11. La Révolution Bourgeoise, du point de vue du développement
historico-social, est à la fois un processus de transformation structurelle et
une conjoncture de luttes politiques autour du système de domination, bien que
le concept doive s’appliquer stricto
sensu. La domination politique est un phénomène spécifiquement Wébérien,
mais dans la fantasmagorie marxiste il devient toujours « domination de
classe ».
12. Les « voies de développement » ouvertes aux
formations en cours de modernisation capitaliste ne sont pas déterminées
structurellement, mais restent toujours des « possibles
historiques », dans le sens où il y a toujours un « domaine autonome
de changement social » – c’est-à-dire, une « marge de liberté dans
l’histoire » – se présentant sous la forme d’options laissées aux
« élites » de chaque formation sociale. Je me place donc – après y
avoir adhéré dans ma jeunesse – résolument contre l’idée Marxienne (et
marxiste) de la nécessité historique, c’est-à-dire, la
« surdétermination » de l’action des hommes (la « superstructure »)

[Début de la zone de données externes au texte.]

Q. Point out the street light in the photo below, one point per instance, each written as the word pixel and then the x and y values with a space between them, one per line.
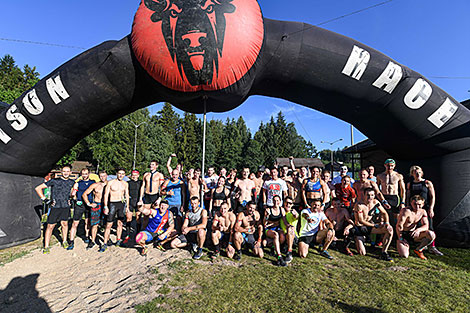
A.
pixel 331 150
pixel 135 138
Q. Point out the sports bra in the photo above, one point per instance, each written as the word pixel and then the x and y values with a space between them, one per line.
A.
pixel 313 186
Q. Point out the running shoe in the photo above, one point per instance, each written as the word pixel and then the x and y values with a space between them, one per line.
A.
pixel 326 254
pixel 160 247
pixel 420 254
pixel 280 261
pixel 288 258
pixel 103 248
pixel 434 251
pixel 71 246
pixel 198 254
pixel 386 257
pixel 90 245
pixel 144 251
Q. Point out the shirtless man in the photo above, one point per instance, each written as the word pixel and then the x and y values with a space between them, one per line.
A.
pixel 368 217
pixel 95 207
pixel 246 189
pixel 393 188
pixel 341 220
pixel 150 190
pixel 248 223
pixel 408 231
pixel 363 183
pixel 222 230
pixel 116 195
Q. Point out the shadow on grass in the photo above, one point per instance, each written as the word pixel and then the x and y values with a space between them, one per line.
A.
pixel 21 296
pixel 353 308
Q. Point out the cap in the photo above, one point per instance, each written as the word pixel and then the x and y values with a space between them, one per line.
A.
pixel 388 161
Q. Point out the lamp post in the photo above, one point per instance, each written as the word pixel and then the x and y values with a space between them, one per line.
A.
pixel 331 150
pixel 135 138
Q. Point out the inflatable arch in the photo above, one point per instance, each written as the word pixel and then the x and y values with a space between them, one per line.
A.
pixel 217 53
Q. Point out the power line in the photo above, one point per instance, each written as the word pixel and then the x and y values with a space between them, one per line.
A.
pixel 42 43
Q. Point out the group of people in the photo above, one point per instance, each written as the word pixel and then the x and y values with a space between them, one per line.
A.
pixel 276 209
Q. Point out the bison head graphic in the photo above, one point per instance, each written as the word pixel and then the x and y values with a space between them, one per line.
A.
pixel 194 32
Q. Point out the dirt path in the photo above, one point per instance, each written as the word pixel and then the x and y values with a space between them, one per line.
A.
pixel 83 281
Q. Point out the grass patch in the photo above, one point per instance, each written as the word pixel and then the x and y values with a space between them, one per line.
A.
pixel 315 284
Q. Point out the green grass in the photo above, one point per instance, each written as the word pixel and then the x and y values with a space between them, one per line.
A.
pixel 315 284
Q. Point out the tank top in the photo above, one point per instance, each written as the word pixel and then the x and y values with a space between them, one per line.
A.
pixel 419 188
pixel 157 223
pixel 313 186
pixel 175 199
pixel 219 195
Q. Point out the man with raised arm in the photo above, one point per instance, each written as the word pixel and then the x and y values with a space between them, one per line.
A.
pixel 193 231
pixel 249 224
pixel 160 226
pixel 116 205
pixel 61 190
pixel 97 189
pixel 222 230
pixel 413 227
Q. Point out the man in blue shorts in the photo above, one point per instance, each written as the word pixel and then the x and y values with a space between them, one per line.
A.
pixel 160 225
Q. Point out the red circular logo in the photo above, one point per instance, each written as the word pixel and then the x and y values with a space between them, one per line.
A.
pixel 193 45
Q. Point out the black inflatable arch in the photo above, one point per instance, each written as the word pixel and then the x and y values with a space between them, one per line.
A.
pixel 224 51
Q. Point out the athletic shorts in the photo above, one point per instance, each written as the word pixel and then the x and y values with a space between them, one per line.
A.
pixel 149 199
pixel 116 209
pixel 249 239
pixel 79 210
pixel 95 214
pixel 309 239
pixel 190 237
pixel 151 236
pixel 56 215
pixel 394 202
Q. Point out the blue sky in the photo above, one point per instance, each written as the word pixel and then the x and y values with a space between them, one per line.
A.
pixel 429 36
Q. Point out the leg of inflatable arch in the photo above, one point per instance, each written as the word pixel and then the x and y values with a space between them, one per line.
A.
pixel 19 221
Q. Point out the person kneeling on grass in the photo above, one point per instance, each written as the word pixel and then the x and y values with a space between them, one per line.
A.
pixel 193 230
pixel 315 227
pixel 222 230
pixel 160 226
pixel 413 226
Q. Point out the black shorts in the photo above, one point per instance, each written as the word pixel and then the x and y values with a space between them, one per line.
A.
pixel 309 239
pixel 149 199
pixel 190 237
pixel 79 210
pixel 116 209
pixel 394 202
pixel 56 215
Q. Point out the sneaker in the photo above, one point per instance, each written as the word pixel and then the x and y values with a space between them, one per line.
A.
pixel 280 261
pixel 386 257
pixel 198 254
pixel 288 258
pixel 71 246
pixel 90 245
pixel 144 251
pixel 434 251
pixel 103 248
pixel 420 254
pixel 325 254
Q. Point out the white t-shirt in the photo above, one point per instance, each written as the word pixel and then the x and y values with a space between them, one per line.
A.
pixel 310 229
pixel 274 187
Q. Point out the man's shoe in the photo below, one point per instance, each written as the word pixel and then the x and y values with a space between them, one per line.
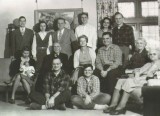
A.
pixel 35 106
pixel 28 101
pixel 12 101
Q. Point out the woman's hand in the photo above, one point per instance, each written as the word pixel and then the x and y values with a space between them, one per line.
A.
pixel 35 58
pixel 104 73
pixel 50 103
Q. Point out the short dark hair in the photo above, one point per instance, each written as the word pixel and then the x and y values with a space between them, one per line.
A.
pixel 84 13
pixel 44 23
pixel 22 17
pixel 102 21
pixel 57 57
pixel 61 19
pixel 107 33
pixel 83 36
pixel 86 66
pixel 118 13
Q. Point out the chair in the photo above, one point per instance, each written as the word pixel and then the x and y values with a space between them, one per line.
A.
pixel 4 75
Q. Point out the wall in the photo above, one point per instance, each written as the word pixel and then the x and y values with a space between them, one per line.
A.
pixel 12 9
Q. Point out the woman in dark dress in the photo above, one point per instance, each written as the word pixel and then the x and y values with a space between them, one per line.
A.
pixel 41 44
pixel 16 73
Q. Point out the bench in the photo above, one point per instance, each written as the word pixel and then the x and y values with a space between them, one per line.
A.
pixel 4 76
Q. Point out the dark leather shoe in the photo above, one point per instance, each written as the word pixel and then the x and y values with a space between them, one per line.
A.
pixel 109 109
pixel 12 101
pixel 28 101
pixel 35 106
pixel 118 112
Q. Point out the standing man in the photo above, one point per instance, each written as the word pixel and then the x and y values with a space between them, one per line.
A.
pixel 56 89
pixel 21 37
pixel 65 37
pixel 108 64
pixel 88 30
pixel 123 36
pixel 47 65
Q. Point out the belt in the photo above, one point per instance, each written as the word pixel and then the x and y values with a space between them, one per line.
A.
pixel 42 48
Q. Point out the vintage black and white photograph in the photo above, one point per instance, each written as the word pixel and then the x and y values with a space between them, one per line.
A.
pixel 80 57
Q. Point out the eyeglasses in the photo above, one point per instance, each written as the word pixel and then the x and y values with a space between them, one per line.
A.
pixel 153 54
pixel 88 70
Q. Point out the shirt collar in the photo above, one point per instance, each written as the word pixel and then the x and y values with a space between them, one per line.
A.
pixel 120 26
pixel 110 46
pixel 61 31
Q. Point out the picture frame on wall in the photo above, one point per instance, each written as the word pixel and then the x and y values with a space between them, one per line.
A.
pixel 50 16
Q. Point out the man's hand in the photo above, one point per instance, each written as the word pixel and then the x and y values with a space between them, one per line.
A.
pixel 35 58
pixel 104 73
pixel 87 100
pixel 50 103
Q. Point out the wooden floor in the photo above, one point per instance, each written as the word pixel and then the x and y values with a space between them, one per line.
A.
pixel 20 109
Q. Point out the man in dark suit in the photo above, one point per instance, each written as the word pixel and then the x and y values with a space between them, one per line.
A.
pixel 47 64
pixel 21 37
pixel 65 37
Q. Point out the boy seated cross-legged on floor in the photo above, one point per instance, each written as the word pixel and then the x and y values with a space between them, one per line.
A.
pixel 56 89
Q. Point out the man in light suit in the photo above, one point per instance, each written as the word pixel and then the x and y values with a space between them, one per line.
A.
pixel 65 37
pixel 21 37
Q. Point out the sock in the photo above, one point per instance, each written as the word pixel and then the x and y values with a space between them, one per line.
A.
pixel 75 107
pixel 100 107
pixel 43 107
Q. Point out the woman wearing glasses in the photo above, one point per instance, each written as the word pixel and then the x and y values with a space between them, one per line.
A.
pixel 134 85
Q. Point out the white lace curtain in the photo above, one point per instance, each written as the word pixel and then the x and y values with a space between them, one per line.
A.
pixel 106 8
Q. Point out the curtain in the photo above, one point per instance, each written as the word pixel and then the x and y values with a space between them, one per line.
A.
pixel 106 8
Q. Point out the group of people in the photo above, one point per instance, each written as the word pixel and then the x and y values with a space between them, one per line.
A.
pixel 83 69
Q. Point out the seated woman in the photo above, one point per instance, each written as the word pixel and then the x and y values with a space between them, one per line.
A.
pixel 88 89
pixel 105 27
pixel 16 73
pixel 131 84
pixel 140 55
pixel 82 56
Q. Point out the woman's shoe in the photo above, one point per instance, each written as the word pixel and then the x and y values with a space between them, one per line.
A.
pixel 109 109
pixel 12 101
pixel 118 112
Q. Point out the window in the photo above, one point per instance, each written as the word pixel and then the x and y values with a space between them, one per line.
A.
pixel 123 8
pixel 151 34
pixel 149 9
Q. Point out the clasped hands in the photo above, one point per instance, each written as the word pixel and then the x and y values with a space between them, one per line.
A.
pixel 87 100
pixel 104 73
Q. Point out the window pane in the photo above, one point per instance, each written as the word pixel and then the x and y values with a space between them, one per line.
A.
pixel 127 9
pixel 151 34
pixel 149 8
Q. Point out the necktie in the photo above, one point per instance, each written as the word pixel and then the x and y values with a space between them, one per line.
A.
pixel 22 31
pixel 60 35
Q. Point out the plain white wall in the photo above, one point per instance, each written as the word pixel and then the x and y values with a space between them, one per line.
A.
pixel 12 9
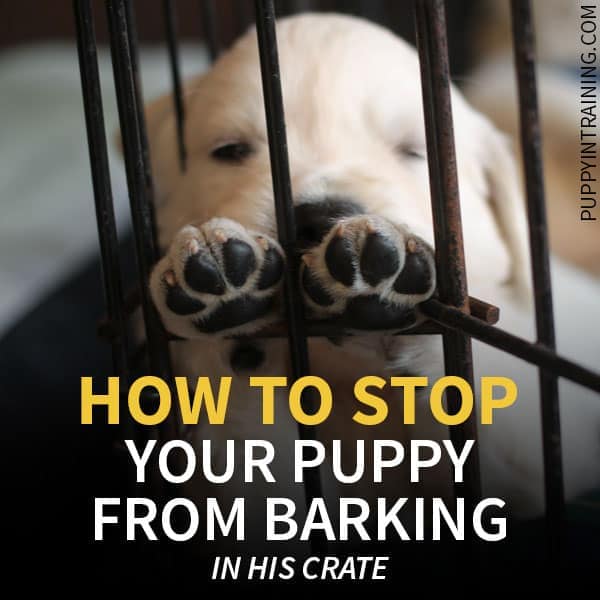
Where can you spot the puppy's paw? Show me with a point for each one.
(368, 273)
(218, 277)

par les forces matérielles (« infrastructure »).
13. Dans ce sens, il faut distinguer la formation
« économique » (au sens Marxien) de la formation
« sociale » (stricto sensu,
c’est-à-dire des classes sociales) et écarter toute détermination absolue du
pouvoir politique par le pouvoir économique. Une lecture très variée de
l’histoire économique m’avait déjà confirmé dans cette
« découverte », ainsi que l’observation critique des politiques
économiques effectives appliquées tant dans le capitalisme réel, que dans les pays
du socialisme « surréel » (c’est-à-dire, maintenus en
« fonctionnement » plus par la force de la répression que par les
rouages « naturels » de l’activité productive, toujours défaillante,
ce qui j’ai constaté de mes propres yeux).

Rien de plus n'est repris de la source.